Iowa may be the next state to allow gay marriages. This comes on Tuesday, December 9th, after arguments ended before the Iowa Supreme Court. Varnum vs. Brien involves six same-sex Iowa couples who sued Polk County Recorder and Registrar Timothy Brien in 2005, after his office denied them marriage licenses.
The case stems from an August 2007 decision by Polk County District Court Judge Robert Hanson, who ruled that the state law allowing marriage only between a man and a woman violates the rights of due process and equal protection.
After the ruling, almost two dozen people applied for marriage licenses in Polk County, but only one couple successfully got married before Hanson stayed his decision the next day.
“We are suggesting that everybody be able to participate equally in an institution that has existed since the beginning of this state,” said former Iowa Solicitor General Dennis Johnson. He added, “my clients have exactly the same constitutional rights as everybody else, (but) they choose to marry someone of the same sex.”

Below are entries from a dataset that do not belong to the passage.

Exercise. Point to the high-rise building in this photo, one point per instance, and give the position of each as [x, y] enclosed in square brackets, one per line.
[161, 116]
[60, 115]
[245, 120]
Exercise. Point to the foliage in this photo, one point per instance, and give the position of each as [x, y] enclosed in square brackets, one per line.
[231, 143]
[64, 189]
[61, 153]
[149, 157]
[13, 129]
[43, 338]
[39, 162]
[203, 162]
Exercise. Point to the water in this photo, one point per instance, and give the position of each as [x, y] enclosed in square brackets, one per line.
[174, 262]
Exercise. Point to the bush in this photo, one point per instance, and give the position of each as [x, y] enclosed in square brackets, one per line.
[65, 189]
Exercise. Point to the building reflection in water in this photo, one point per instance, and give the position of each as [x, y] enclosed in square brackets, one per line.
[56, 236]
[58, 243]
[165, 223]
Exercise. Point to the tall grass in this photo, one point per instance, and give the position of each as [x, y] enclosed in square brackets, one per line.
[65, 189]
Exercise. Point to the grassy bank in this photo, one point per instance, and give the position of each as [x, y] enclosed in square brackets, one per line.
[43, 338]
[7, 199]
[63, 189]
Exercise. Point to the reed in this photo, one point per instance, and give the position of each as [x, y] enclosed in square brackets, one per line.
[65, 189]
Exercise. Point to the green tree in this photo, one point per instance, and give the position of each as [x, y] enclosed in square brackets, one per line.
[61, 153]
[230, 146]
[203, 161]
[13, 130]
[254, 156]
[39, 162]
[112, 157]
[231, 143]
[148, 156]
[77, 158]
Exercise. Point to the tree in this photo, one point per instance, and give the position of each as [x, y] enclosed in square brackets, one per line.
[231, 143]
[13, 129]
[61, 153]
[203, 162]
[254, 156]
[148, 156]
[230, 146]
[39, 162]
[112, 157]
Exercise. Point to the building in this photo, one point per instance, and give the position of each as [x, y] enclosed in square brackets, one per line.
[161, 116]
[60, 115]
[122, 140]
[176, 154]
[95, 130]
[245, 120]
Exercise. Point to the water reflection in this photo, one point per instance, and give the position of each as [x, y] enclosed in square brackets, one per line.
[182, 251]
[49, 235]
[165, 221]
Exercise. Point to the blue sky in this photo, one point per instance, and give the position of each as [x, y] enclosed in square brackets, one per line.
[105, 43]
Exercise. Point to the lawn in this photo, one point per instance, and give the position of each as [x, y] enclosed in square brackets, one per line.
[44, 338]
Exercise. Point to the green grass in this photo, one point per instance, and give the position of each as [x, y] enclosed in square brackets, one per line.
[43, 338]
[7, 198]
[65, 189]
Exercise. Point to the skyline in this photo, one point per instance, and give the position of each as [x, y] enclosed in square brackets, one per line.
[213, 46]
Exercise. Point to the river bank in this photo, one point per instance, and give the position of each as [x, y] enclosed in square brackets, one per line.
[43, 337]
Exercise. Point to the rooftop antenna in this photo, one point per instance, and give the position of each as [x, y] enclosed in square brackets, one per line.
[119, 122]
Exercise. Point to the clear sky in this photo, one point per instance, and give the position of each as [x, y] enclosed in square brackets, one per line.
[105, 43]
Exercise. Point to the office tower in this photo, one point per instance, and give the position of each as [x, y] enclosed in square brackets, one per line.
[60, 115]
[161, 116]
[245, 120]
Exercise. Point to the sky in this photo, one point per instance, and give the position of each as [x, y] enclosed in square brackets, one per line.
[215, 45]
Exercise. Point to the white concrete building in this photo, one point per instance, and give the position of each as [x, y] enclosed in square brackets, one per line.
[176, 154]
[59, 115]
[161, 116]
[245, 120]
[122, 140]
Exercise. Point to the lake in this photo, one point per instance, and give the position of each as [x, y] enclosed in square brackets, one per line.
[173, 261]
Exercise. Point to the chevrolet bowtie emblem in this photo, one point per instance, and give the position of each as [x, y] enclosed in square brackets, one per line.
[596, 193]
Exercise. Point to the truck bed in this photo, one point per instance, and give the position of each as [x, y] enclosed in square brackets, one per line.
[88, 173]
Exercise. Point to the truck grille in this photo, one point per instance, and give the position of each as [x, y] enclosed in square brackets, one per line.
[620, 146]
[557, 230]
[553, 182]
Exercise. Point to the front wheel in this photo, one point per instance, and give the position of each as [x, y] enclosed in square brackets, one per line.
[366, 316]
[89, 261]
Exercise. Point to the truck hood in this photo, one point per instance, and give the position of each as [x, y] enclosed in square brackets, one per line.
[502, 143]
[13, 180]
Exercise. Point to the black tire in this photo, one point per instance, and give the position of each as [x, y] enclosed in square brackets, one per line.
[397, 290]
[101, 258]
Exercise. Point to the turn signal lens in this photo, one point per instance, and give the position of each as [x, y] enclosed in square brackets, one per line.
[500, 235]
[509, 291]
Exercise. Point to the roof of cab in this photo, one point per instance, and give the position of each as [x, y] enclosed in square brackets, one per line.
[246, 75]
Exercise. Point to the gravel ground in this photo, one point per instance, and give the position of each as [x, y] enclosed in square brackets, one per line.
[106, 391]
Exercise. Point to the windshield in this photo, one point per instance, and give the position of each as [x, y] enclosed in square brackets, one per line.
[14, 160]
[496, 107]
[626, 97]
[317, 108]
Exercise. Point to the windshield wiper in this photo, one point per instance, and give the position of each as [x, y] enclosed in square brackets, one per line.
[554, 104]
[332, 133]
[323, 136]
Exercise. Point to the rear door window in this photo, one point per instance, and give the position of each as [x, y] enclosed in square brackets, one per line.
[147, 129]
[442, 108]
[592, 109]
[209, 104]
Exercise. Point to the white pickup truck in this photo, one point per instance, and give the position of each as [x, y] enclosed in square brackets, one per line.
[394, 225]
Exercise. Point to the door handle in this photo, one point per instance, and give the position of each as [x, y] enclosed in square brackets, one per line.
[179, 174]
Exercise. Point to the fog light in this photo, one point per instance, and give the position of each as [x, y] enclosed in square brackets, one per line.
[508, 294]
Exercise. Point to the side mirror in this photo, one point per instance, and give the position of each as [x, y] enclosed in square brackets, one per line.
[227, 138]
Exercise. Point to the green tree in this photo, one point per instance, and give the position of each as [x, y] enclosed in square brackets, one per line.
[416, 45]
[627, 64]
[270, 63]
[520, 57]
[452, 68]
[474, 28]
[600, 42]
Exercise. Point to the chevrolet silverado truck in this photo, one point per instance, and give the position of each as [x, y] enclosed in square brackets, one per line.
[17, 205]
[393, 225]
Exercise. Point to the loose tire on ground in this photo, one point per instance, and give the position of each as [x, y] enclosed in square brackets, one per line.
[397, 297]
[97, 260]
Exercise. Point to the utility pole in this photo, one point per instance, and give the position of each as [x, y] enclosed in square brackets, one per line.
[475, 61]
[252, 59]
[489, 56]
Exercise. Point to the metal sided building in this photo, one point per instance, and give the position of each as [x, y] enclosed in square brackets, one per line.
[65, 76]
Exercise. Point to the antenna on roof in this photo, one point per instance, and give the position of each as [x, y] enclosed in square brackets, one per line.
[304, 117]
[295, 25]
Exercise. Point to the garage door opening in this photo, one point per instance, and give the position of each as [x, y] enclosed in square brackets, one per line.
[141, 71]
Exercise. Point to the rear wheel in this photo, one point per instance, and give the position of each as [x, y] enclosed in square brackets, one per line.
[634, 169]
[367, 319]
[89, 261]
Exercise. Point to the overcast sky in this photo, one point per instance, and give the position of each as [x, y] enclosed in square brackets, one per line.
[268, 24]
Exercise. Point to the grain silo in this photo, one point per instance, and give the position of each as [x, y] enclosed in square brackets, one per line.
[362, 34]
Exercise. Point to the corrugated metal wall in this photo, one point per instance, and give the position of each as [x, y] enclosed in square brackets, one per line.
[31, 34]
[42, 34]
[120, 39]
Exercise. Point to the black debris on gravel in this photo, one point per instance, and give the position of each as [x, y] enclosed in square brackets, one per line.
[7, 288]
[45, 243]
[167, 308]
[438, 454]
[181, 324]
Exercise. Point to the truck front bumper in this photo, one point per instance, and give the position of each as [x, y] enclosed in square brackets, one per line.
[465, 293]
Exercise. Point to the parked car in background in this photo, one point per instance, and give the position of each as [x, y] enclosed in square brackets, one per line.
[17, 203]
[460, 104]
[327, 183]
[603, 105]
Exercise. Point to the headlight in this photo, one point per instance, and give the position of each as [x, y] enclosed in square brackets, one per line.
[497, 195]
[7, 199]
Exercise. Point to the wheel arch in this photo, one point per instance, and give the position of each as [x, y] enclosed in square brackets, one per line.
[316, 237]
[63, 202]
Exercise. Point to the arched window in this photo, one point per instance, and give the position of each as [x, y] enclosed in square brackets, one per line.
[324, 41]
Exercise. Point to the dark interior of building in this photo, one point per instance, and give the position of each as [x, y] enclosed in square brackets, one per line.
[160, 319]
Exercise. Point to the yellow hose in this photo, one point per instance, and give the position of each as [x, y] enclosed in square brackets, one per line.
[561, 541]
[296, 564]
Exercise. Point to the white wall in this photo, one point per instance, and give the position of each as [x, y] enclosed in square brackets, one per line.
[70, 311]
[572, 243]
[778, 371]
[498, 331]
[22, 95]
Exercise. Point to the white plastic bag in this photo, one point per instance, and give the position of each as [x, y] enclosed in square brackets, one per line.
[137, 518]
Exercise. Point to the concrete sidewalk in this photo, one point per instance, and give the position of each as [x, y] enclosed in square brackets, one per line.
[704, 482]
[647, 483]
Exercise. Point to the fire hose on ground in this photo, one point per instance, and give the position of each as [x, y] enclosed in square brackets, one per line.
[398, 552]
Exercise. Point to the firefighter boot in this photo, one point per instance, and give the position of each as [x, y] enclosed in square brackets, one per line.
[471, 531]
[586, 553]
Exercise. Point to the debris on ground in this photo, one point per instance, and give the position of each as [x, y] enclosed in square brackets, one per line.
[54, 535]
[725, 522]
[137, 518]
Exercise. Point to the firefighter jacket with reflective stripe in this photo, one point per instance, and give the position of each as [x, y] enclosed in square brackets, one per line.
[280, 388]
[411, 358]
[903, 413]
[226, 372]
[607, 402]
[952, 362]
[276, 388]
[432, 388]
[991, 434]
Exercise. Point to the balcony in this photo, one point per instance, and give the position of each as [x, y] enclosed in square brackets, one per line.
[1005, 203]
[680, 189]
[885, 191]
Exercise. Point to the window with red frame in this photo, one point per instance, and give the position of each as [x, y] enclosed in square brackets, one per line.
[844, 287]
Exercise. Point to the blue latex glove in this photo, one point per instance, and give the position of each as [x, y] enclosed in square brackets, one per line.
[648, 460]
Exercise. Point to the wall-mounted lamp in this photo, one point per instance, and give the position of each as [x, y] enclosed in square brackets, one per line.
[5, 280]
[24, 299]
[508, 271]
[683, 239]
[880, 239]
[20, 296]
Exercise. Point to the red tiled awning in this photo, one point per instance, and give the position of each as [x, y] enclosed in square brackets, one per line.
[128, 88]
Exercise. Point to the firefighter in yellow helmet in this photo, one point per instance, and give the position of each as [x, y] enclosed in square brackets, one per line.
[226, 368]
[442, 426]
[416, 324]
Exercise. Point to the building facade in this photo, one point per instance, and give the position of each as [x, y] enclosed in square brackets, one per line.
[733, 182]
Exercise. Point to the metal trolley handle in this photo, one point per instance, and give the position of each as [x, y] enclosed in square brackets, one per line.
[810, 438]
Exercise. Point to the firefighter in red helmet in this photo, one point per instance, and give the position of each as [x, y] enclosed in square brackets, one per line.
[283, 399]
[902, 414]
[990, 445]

Iowa is the most recent state to nab the national spotlight over the issue of gay marriage. In November, California notably passed Proposition 8, a gay marriage ban, that prompted nation wide protests. On October 10th, the Connecticut Supreme Court ruled that ruled that were discriminatory and the state must allow same-sex marriage under the equal protection clause of its constitution. Thirty states have laws banning gay marriage.